/conf

Pulumi and workflow templates for the @bjerkio organization.

Primary LanguageTypeScriptApache License 2.0Apache-2.0

Infrastructure Core

This repository contains the organization of Bjerk's own Google Cloud Platform projects.

Google Organization Roles

To promote the least privilege principle, only administrator accounts should be granted higher roles in the organization. We use Google Groups to manage the roles in the organization to make it easier to manage.

  • gcp-billing-administrators@bjerk.io is given access roles/billing.admin on the organization level and external billing accounts.
  • gcp-billing-viewers@bjerk.io is given access roles/billing.viewer or roles/billing.costsManager on the organization level and external billing accounts.
  • gcp-organization-admins@bjerk.io is given access roles/resourcemanager.organizationAdmin and roles/resourcemanager.projectCreator on the organization level.
  • gcp-organization-viewers@bjerk.io is given access roles/resourcemanager.organizationViewer on the organization level.

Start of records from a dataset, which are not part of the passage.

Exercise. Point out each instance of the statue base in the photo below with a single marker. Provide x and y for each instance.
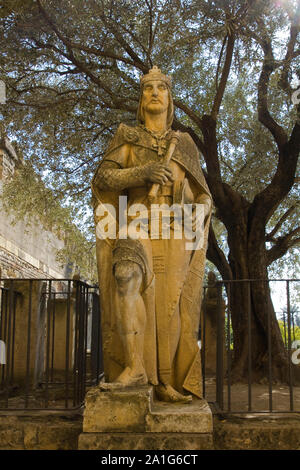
(131, 419)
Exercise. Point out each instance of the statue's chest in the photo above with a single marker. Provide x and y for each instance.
(139, 156)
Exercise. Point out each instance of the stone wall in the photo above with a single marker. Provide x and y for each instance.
(40, 432)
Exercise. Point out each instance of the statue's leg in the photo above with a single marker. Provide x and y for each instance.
(167, 317)
(131, 317)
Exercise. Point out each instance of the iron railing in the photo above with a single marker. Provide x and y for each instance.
(51, 350)
(252, 394)
(50, 333)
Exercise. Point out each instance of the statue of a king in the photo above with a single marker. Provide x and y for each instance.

To retrieve access to projects, IAM roles should be explicitly granted on the project level. When giving everyone in the company access, the developers@bjerk.io can be used, and when used should be given the least amount of privileges possible (e.g. roles/viewer).

Note: These roles are not automatically granted to the groups, they are managed manually by administrators. Groups are also managed manually by administrators, only given access to users with protected accounts.